Tonight’s the Christmas’ Eve in Australia. I’d like to take this opportunity to thank you all my readers. Your encouraging, lovely words and frequent visits are the energy to keep this blog going.
Wish you all a Merry Christmas and enjoy happy holidays!
This is the last post before Christmas. I baked this Panettone, originated from Italy that is now widely spread around the world, usually baked for Christmas day. Traditionally, Panettone is baked in tins lined with baking paper, with a rustic look. After cooling down, you can keep it in an airtight container or wrapped in a plastic bag. It tastes even better after 3 days. I grabbed the ramekins that already sit in my kitchen cabinet and baked these lovely mini sized Panettone.
Amongst all my favourite homemade breads, this is an exceptional one specially made for a special occasion.
The texture of Panettone is as soft as the tangzhong breads, with lots of fruits inside, to entertain the ones who have a sweet tooth. Christmas is a good season and reason to eat more, might be more sweet treats. Yet, I don’t like to give my family a heavy dose of sugar in their diet anyway. I chose to follow Yvonne’s recipe, tweaked with less sugar and less fat. During this festive season, I’d definitely bake more than usual, but still, try to keep some Chinese dishes served on our dinner table as well.
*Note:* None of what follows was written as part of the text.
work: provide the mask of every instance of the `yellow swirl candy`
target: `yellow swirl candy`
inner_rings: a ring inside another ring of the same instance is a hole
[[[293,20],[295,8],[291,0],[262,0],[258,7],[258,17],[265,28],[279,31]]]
Panettone for Christmas (Printable recipe)
Recipe adapted from 65C Bread Doctor by Yvonne C
Prepare 4 ramekins lined with baking paper, each 9.5cm x 6cm in size
- 350 gm/2½ cup bread flour
- 7 gm/1 Tbsp+1 tsp milk powder
- 100 gm/6½ Tbsp caster sugar
- 4 gm/1 tsp salt
- 5 gm/2 tsp instant dry yeast
- 20 gm/1 Tbsp original yoghurt
- 175 gm eggs whisked egg (about 3 large eggs)
- 60 gm egg yolk (about 3 large egg yolks)
- 130 gm unsalted butter ( I used 60gm) + more to dice
- dried raisins 75 gm (I used 220 gm）
- 3 Tbsp rum
- 50 gm sultana（I didn’t use.）
- 110 gm glazed fruits (I didn’t use.)
- Mix raisins with rum. Cover and leave it at room temperature overnight, or until the rum is well absorbed. Line baking paper in ramekins, with edges higher than the rims of ramekins for about 3cm.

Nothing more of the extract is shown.